The minute I woke up I knew something was wrong in my brain. I felt awful. Not the normal awful hungover feeling, as I had been drinking the night before, but something much more dangerous.
To make the situation worse my friend was asleep next to me. She wasn’t a very close friend, so I didn’t want to explain to her what was happening. Even if I did want to tell her, I didn’t even know what was happening to me. I wanted to lay in my bed alone and wait it out in the safe space until I felt normal again, but that wasn’t really an option.
When my friend woke up, I made normal conversation and she convinced me to go out for breakfast with her and our other friend to get rid of the hangover. I was relieved when we got to the pub because now, I wouldn’t be expected to talk as much since there were three of us. However, I could feel my brain getting worse by the minute. Both of my friends ordered full English breakfasts, but I decided to get porridge with fruit in the hopes that the healthy breakfast would make me feel more normal.
My head was feeling very dark by now and I had stopped talking completely and was just looking down at the table. Every thought going through my head was negative and it was making my body feel very heavy and weak. I sensed my friends thought there was something wrong, but they didn’t say anything.
When my food came, it felt as though my brain plunged down. A thought came into my head with such ferocity that it shocked me. The thought said I shouldn’t eat the porridge in front of me and, not only that, but I should never eat anything again so that I die. I don’t know where this thought came from, but it was overwhelming.

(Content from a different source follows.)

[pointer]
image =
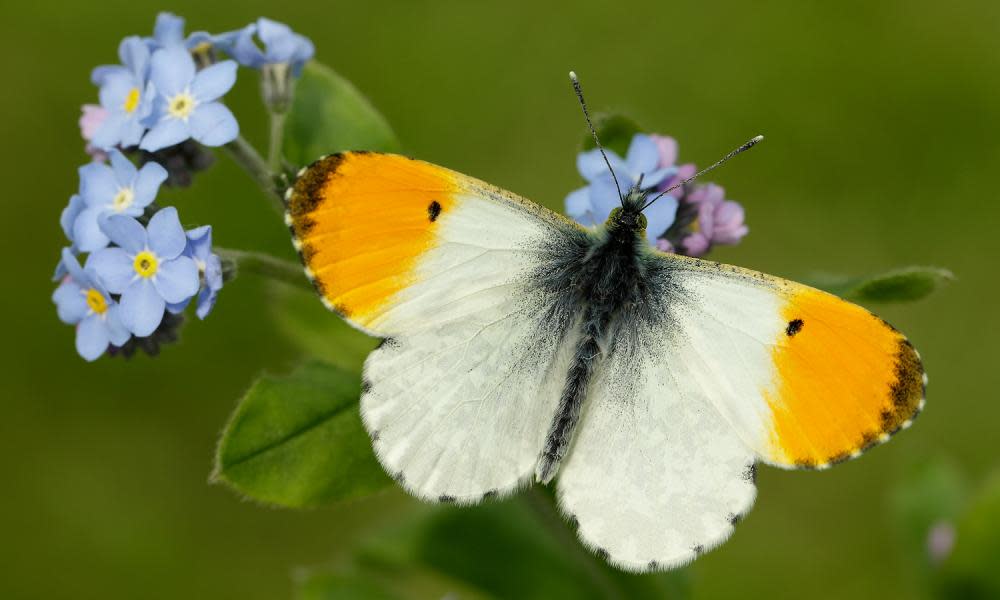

I was broken out of my negative thought spiral when one of my friends asked if I was going to eat my porridge. I looked up at her with tears in my eyes and I watched her facial expression turn from neutral to concern and bit of fear. “I can’t”, I said simply, and tears started flooding down my face uncontrollably. “Do you want me to go to the toilet with you?”, my friend replied awkwardly, clearly surprised by my sudden breakdown and not knowing entirely what to do. I nodded gratefully and set off to the toilet with my friend trailing behind me. I knew other people in the pub were staring at me as I was crying quite aggressively, but I didn’t care. When my friend and I got to a cubicle, I sat down on the toilet and the tears ran down my face even harder than they were before. Then a strange noise escaped out of my mouth. I sounded like people from films when they are in lots of pain after watching a loved one die or something like that. It was hard to believe that it was me making those noises. I felt so horrible and I had no idea why. All I knew was that I wanted the pain to stop.
I felt desperate so I decided to go outside and call the Samaritans. I’m not going to lie; I can’t remember any of that conversation with the person on the phone, but I do remember they made me feel a bit calmer and I am grateful for that. When the phone call had finished, I looked around me and realised I was stood on a patch of grass near the road. My head felt very fuzzy and slow, so I just stood there for a bit.
After a while my friend came up behind me and asked if I was okay. I told her I had spoken to the Samaritans and I felt a bit better but very spaced out. I must’ve been acting very strangely because a police officer came up to me. I don’t remember what they said to me, but my friend has since told me that they asked for my name and date of birth and I apparently took a long time to reply and I actually gave them the wrong date of birth. I promise you I do know my own date of birth; I was just in a very bad state at the time. My friend walked with me and told me to call in sick to work and so I did. I was exhausted by this point, so I went home and slept the rest of the day.
This day in my life was horrible, but I got through it. In some ways it even helps me because now when I feel very low I know that I can feel terrible, even for long periods of time, and still survive.